- Title: King of Barotseland
- Predecessor: Mwananyanda Liwale
- Successor: Silumelume
- Children: Mubukwanu Silumelume more sons and several daughters
- Parent(s): Mwanawina I Mbuywana

= Mulambwa =

Mulambwa Santulu (born Maimbolwa Santulu) was the 10th litunga (king) of Barotseland who ruled from 1780 to 1830.. He is famous for introducing a series of reforms such as a new constitution into the Lozi Kingdom. He has been called "Mulambwa Mutomi Wa Mulao" which translates to "Mulambwa the creator of laws."

During this period, the practice of slave trading affiliated with both Arab and Portuguese markets was gradually expanding from the coastal regions into the African interior. The name 'Mulambwa' was acquired as a nickname based on his tough stance against slave trading. It is derived from the phrase "Muule ambwa, Muulese kuule Anu" which translates to "buy dogs, but not another human being." Barotseland was made a no-go area for slave traders.

His reign is also characterised by the arrival of the Mbunda tribe into Barotseland, who had fled Angola as refugees escaping slave trading. They were welcomed to resettle into his kingdom and would become strong allies.

==Biography==
Mulambwa Santulu was the third son of the king Mwanawina I, by his wife, Queen Mbuywana.

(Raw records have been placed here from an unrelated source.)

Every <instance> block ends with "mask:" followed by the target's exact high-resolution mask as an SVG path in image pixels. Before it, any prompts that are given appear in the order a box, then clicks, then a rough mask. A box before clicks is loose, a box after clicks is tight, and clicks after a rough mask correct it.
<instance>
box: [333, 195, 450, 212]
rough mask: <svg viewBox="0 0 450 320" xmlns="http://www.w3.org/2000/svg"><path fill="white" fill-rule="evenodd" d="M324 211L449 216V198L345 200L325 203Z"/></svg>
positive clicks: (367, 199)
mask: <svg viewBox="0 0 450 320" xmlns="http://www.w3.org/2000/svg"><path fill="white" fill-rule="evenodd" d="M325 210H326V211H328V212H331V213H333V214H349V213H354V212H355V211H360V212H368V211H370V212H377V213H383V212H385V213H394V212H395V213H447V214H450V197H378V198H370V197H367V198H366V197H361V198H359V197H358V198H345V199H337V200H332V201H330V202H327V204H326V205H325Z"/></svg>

He was a chief of Lilundu, before his accession. He succeeded on the death of his elder brother Mwananyanda Liwale and was opposed by Kusiyo, but eventually triumphed after slaying the Nololo. He established his capital at Namuso and established orchards, tamed and domesticated wild animals and promulgated laws on property and marriage. He died at Lilundu, in the month of July, about 1830. Under his reign, the Mbunda tribe who had fled Angola as refugees fleeing the slave trade were allowed to settle in Barotseland.

==Family==
Mulambwa had many children. His sons were kings Mubukwanu and Silumelume and his grandson was Sipopa Lutangu.